The J&J regimen’s overall response rate (ORR) reached 67%, with the response lasting a median of 10.1 months, whereas chemotherapy’s 36% ORR came with 5.6 months in median duration of response (DOR).

In Wu-Kong28, ORR was 58.9% for Zegfrovy and 31.1% for chemo, and DOR was 11.2 months and 7.1 months, respectively. 

Previously, Takeda’s Exclaim-2 trial found similar efficacy between Exkivity and platinum-based chemo with the same median PFS, 9.6 months, in each treatment arm at an interim analysis. Even though chemo appeared to have performed better than expected in that study compared with Papillon and Wu-Kong28, its 32% ORR was the weakest of the three regimens and was not materially different from 30% with chemo within the study.

Despite its seemingly weaker PFS, Zegfrovy achieved its efficacy all by itself as a once-daily oral drug, whereas Rybrevant is an injection or infusion that must be combined with toxic chemo and administered by a healthcare professional. 

During his presentation of the Wu-Kong28 results, John Heymach, M.D., chair of thoracic/head and neck medical oncology at MD Anderson Cancer Center, said Zegfrovy offers “the advantage of a single oral agent administration” but also said the J&J regimen “remains an option there for patients.” 

During an interview with Fierce at ASCO 2024, Dizal's CEO Zhang argued that trying to maximize efficacy with chemo up front in first-line EGFR exon 20 NSCLC may not be a desirable strategy, as adding chemo hurts patients’ quality of life.

Based on Wu-Kong28, Dizal announced Thursday that Chinese regulators have accepted the company’s first-line application under priority review. As for the U.S., Zhang said the company files globally.

For the global market, Dizal is in “late-stage discussion with several partners,” Zhang said. The company hasn’t been able to close a deal because, after Exkivity’s flop, potential partners would rather wait for the Wu-Kong28 readout, he explained. 
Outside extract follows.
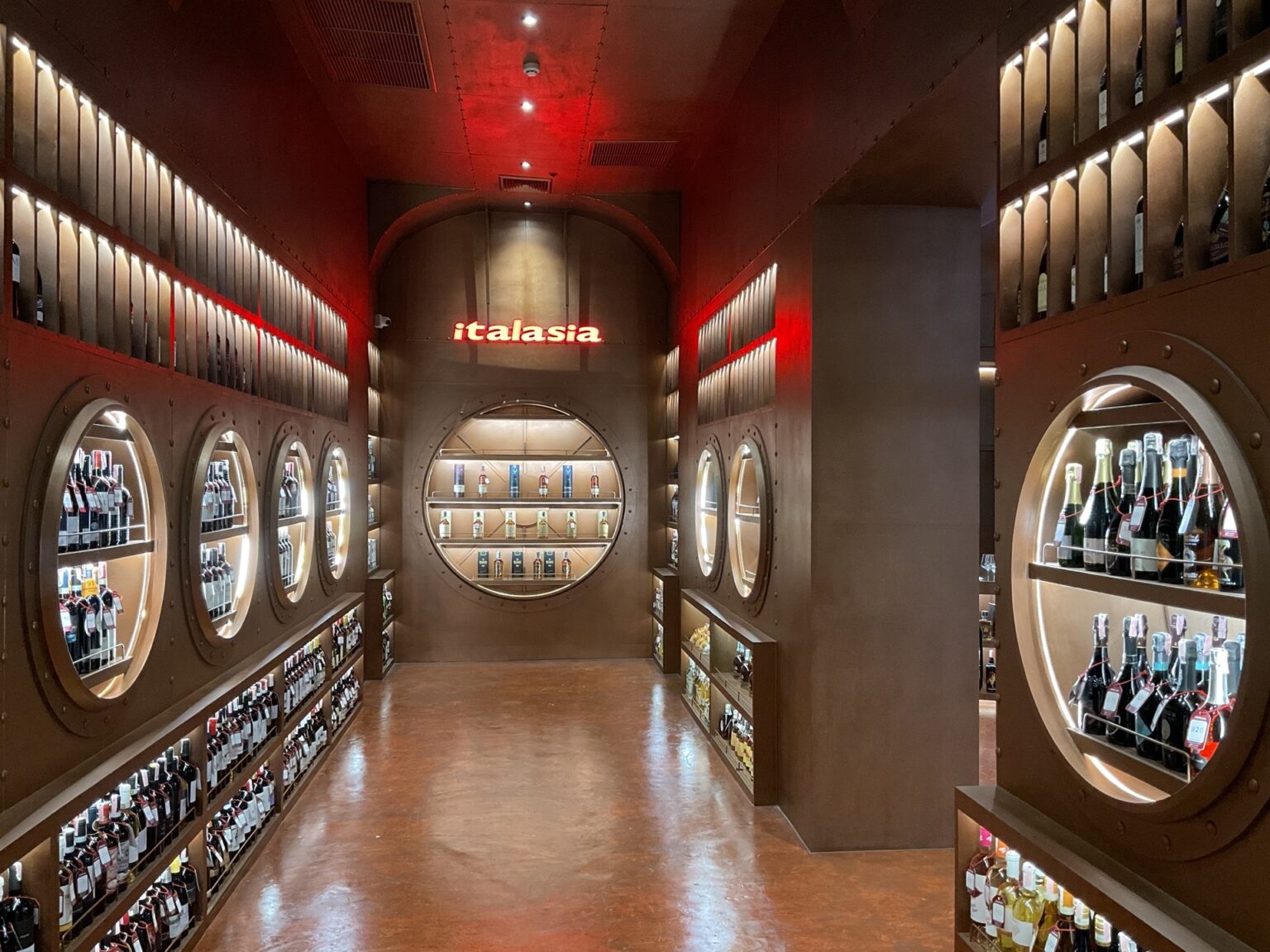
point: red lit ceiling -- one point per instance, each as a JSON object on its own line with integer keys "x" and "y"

Speaking of the characteristics of an ideal partner, Zhang said Dizal is looking for a partner with global reach that marks a strategic fit portfolio-wise, and who has experience marketing a targeted therapy.

To move Zegfrovy into even earlier treatment, Dizal is evaluating the targeted therapy as an adjuvant therapy for stage 1b to 3a EGFR exon 20 NSCLC in the Wu-Kong16 trial in China and is launching the Wu-Kong18 global trial in the same setting. Both studies will also enroll patients with P-loop and αC-helix compression mutations, another subset of uncommon EGFR mutations. 

Meanwhile, the priority for Rybrevant these days is its high-stakes battle with AstraZeneca’s blockbuster tyrosine kinase inhibitor Tagrisso in the much larger market of traditional EGFR-mutated NSCLC. There, Dizal is exploring Zegfrovy’s potential combination with the firm’s fourth-generation EGFR TKI—dubbed DZD6008— in an early-stage, proof-of-concept study coded Tian-Shan8. 

When asked if DZD6008 and Zegfrovy could become a package deal for collaboration, Zhang said, “it depends on the terms.”

As Dizal’s R&D programs expand and its commercial portfolio deepens, the Shanghai-listed company in January filed for double listing on the Hong Kong Stock Exchange. 

Editor's Note: The story was updated 12:20 a.m. ET, June 2, with additional comments from Dizal CEO Xiaolin Zhang, Ph.D., and Wu-Kong28's presenter John Heymach, M.D.